Thursday, May 25, 2017

Month 18: Franchise fiction

Month 18 of 260 (6.92 percent)
Size of list: 83,279 pages (7.1 percent greater than starting size)
Pages read: 9,804 (11.77 percent)
H-list: 2,793/22,674 (12.32 percent)
N-list: 3,038/36,116 (8.41 percent)
O-list: 4,033/24,489 (16.47 percent)
Finished: Labyrinth of Evil, Avatar (books one and two)
Reading: The Dragon Reborn
Added: Avatar Book Two

This month was about fast reading from the big sci-fi franchises. It was nice to just turn pages. This seems kind of silly to say; it's not like I've been reading War and Peace or Capital in the 21st Century here, but after The Uplift War, Star Wars and Star Trek books were fast reads.

Labyrinth of Evil is a direct prequel to Revenge of the Sith, and it includes an interesting backstory for General Grievous that is revealed over a couple chapters from different characters' points of view. When we learn things about Grievous that even he doesn't know, it's a fun revelation. The end, which had to be in line with the beginning of the movie, suffers a little; it's especially hard to believe Count Dooku is so naïve about the situation he's walking into. Still, by tie-in standards, it's a good read; not as good as Death Star or the X-Wing series, but pretty good. 

Avatar is a novel spread across two volumes that follows the end of the TV series Deep Space Nine, my favorite Star Trek. This felt like a two-part episode, a pilot for a delayed Season Eight. About half the characters were returning — Dax, Bashir, Kira, Quark — and then there were new characters brought in, mostly new but including Ensign Ro, the Bajoran from TNG. The plot was okay but felt a little thin across this many words. More interesting were the characters and how they dealt with each other — Ezri and Julian dealing with symbiont relationships, Kira and Ro dealing with opposite views of Bajoran religion, Nog and Quark adjusting to life without Rom. 

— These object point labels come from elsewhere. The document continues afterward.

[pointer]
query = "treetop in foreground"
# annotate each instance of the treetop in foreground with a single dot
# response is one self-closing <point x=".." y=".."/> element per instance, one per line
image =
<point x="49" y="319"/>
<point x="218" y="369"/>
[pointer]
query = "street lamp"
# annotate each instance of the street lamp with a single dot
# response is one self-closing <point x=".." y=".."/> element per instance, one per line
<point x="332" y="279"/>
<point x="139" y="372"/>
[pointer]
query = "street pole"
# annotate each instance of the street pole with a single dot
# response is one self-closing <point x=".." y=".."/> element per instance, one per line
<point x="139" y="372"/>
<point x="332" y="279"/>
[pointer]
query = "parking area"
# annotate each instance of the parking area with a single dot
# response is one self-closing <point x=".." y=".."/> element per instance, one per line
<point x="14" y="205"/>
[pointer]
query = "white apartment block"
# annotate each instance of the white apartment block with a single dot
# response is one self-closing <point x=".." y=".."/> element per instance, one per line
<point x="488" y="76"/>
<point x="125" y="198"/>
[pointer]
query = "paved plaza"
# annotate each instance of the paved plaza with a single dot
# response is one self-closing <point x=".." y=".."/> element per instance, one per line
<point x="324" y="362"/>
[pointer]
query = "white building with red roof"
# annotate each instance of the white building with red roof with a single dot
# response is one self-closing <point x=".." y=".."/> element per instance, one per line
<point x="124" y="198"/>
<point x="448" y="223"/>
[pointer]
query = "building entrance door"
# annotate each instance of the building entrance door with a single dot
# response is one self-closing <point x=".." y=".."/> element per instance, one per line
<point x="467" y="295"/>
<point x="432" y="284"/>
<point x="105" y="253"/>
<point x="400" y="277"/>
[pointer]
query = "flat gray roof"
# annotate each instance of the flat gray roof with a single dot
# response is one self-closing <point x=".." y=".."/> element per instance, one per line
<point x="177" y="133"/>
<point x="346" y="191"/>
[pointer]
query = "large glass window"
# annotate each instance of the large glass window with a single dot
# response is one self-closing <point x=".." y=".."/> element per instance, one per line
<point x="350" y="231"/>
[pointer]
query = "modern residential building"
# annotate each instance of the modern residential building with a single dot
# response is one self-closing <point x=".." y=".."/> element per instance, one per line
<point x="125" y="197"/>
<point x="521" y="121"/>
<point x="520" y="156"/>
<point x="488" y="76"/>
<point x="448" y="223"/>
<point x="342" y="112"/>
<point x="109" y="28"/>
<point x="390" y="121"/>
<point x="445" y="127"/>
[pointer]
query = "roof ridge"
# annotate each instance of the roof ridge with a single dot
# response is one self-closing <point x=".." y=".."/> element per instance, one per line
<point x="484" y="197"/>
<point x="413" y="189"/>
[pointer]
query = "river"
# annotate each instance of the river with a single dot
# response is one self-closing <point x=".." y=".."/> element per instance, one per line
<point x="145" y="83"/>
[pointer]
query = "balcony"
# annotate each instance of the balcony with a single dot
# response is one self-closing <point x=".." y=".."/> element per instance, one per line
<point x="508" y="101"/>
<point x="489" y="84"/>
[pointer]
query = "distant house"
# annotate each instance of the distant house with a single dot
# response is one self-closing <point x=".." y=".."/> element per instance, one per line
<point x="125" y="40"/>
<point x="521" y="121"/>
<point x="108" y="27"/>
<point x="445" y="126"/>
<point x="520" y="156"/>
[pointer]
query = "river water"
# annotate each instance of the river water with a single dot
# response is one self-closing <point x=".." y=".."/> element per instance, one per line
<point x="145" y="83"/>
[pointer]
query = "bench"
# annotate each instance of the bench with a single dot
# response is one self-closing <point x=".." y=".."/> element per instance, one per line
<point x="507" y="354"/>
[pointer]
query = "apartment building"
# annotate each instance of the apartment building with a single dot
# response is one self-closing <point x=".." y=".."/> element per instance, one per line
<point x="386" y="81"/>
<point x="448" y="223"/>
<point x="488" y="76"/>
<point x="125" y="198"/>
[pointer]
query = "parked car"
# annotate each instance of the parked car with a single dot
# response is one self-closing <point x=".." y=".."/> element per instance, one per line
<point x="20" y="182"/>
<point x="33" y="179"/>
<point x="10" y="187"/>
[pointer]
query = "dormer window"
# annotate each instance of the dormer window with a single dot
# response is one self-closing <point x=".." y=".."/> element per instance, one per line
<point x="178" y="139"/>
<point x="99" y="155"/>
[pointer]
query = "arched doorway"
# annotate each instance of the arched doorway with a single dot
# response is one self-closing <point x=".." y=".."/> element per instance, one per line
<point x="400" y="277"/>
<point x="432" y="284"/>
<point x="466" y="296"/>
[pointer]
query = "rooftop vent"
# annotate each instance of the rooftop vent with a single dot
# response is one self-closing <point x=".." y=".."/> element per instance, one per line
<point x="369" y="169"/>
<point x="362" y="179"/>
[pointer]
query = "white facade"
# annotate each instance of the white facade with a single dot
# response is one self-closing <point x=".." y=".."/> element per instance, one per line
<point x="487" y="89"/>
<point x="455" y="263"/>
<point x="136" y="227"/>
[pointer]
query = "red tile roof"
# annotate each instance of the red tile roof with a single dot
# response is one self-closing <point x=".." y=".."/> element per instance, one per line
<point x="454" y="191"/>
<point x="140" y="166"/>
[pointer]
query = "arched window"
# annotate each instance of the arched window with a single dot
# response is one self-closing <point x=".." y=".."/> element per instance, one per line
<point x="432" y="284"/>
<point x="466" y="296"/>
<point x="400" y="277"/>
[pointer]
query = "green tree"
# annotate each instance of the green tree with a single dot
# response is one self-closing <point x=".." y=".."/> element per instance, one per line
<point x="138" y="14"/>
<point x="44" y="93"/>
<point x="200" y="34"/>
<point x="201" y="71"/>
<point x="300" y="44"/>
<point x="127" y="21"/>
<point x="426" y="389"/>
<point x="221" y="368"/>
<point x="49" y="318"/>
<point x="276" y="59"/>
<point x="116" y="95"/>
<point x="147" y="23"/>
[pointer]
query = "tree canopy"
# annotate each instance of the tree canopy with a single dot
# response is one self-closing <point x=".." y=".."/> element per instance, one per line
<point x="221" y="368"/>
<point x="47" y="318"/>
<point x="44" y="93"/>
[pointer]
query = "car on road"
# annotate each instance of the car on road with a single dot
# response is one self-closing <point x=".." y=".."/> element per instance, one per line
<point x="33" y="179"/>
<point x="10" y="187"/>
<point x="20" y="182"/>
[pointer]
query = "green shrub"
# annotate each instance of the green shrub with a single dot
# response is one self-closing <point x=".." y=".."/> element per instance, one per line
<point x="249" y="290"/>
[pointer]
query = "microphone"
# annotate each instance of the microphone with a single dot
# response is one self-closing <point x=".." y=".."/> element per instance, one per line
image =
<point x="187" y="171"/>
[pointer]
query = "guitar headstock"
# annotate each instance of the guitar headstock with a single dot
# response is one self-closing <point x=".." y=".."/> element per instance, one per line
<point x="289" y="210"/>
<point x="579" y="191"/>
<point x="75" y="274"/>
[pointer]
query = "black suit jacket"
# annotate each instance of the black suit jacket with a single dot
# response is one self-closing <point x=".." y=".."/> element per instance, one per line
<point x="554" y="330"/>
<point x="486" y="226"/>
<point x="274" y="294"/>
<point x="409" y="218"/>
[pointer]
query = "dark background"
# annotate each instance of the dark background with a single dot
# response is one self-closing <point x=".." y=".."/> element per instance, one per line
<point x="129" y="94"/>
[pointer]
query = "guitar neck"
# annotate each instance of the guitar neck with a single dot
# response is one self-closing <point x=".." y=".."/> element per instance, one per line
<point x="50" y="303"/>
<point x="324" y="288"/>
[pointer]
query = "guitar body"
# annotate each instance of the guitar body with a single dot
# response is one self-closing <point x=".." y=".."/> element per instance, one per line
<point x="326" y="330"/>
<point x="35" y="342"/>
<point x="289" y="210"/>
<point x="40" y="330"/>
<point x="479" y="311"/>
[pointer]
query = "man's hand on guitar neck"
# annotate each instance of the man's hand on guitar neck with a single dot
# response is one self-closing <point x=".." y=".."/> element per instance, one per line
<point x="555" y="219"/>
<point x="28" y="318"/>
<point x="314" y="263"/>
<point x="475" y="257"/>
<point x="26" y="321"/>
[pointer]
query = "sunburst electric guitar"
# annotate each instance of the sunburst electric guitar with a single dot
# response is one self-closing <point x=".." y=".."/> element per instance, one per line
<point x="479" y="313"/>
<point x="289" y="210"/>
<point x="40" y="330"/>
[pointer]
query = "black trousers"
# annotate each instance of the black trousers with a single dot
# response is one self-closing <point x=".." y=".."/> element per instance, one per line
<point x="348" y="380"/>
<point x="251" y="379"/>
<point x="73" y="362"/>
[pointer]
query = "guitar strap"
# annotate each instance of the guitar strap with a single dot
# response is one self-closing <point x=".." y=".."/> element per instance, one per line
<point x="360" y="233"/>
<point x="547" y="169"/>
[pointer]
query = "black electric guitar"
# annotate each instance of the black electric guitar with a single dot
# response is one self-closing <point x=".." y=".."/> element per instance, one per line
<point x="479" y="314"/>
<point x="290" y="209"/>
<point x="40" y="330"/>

They're books I enjoyed because I already love the underlying characters and worlds; I wouldn't recommend them to anyone who doesn't already.

Monday, May 1, 2017

Month 17: Where Dungeons Come From

Month 17 of 260 (6.54 percent)
Size of list: 83,045 pages (6.8 percent greater than starting size)
Pages read: 9,722 (11.11 percent)
H-list: 2,793/22,674 (12.32 percent)
N-list: 2,978/36,116 (8.25 percent)
O-list: 3,455/24,255 (13.44 percent)
Finished: Sign of the Labrys
Reading: The Dragon Reborn
Added: Revenge of the Sith, Dark Lord



This is the amazing back cover to Sign of the Labrys, a 1963 novel by Margaret St. Clair, who was called out by Gary Gygax in his original Appendix N; this novel was one of three listed on the 5th Edition update. Another Appendix N writer pointed to this novel as specifically inspiring what we now think of as the Gygaxian mega-dungeon, and that's certainly there, with a multi-level complex connected by tunnels and guarded by traps and populated by groups that might as well be weird cults; each level is different, but a common theme runs through them. But this novel is explicitly post-apocalyptic, most of the population having been wiped out by a plague, and not much government left. It's very late-'60s, and the ending is so not compelling that, a week later, I don't really remember what happened. (It's almost like a song that fades out because the writer couldn't think of a good ending... which is sort of how I feel about the ending of Infinite Jest, but for a completely different reason.)

I also started reading Labyrinth of Evil, a prequel-era Star Wars book; I've read enough accounts saying the novelization of Revenge of the Sith is better than the movie, and even better as the middle portion of a trilogy, that I added the second and third volumes to my list. (And in the wake of The Uplift War and Sign of the Labrys, I wanted something fast, familiar and modern as a palette cleanser.) And I've been slowly, slowly, working my way through The Dragon Reborn, the third volume of The Wheel of Time (and last of my rereads); the story of Egwene, Nynaeve and Elayne in the White Tower is some of the most interesting the series has been so far.